Monday, 27 January 2014 , ora 11.44
 
The pianist Dana Ciocârlie will be in Lausanne tonight, 27th January, 2014, together with the local symphonic orchestra and the pianist and conductor Christian Zacharias.


Dana Ciocârlie, this year has had a very beautiful and interesting start for you. What are some of the challenges you’re facing?

It has been a very full beginning of the year. There are a lot of things to play, one after the other, in very quick succession. I have the privilege to play once again Mozart’s Concerto for two pianos, together with Christian Zacharias and the Orchestra of Lausanne. This time it will be in Lausanne, on 27th and 28th January, and then I’ll hop on a plane to play on the 30th, to the La Folle Journée Festival in Nantes, which will be dedicated to American music this year. So, I will have two recitals with violinist Jean Marc Philips, with American compositions, such as, Amy Beach, Elena Rough, a contemporary composer and with sonatas by William Bolcom. When I return from Nantes I will take part in a memorial concert, commemorating the First World War, at the Opera Bastille in Paris, where I will play compositions by Ravel, such as Le Tombeau de Couperin and the series by Darius Milhaud, songs composed or dedicated to the memory of French musicians who died in the First World War. The series will end with a cello and piano recital with Sebastian van Kujik, in Paris at the Salle Cortot, on 10th February.

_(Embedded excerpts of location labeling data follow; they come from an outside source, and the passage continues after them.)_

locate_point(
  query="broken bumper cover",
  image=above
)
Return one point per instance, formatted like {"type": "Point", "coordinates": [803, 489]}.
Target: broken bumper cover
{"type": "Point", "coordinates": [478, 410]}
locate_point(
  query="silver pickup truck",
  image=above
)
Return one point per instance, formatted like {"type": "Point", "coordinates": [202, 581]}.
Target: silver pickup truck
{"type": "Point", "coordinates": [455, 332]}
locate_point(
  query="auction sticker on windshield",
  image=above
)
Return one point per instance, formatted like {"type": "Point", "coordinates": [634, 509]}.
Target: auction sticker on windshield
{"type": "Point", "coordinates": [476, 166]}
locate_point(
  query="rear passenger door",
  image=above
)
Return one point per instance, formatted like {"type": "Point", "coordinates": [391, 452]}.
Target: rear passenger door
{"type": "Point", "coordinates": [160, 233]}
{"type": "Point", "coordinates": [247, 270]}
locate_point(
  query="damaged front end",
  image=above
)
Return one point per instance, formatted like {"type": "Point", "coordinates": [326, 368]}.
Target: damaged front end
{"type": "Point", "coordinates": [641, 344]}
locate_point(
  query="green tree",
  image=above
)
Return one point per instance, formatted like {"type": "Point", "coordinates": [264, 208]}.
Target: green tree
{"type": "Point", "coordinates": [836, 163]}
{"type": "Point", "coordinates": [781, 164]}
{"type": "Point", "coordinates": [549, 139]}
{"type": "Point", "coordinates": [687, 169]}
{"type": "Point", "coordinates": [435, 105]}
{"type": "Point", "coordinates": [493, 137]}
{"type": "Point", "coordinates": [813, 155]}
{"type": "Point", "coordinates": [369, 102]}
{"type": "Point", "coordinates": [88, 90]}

That is almost two weeks of extremely varied programmes, with a vast repertoire, I would say, from the classical to the very contemporary. After this journey to Switzerland and France, do you still have the time to think about recording or other concerts and recitals?

The recording continues, because once every six month I play in public Schumann’s complete works. There will be two recitals in May, and they are recorded live, at the Byzantine Hall of the Romanian Embassy in Paris and this year I have two more contemporary music recordings schedules, works by two composers who have dedicated me new songs, and Jacques Luneau, who has just had an extraordinary creation in Paris. So Jacques Luneau’s will be a composition for piano and violin, and there will be a very important, very long cycle by Olivier Plounard, for solo piano. I will record all of these throughout 2014.


Is there any special project for your following years, are there any complete works you intend to play?

Schumann’s complete works is my life’s special project. I don’t know when that will end, because there are 16 concerts, about two or three a year, so I have only reached the sixth concert so far; it will take some time considering the size of the project. I think it’s a good long-term plan.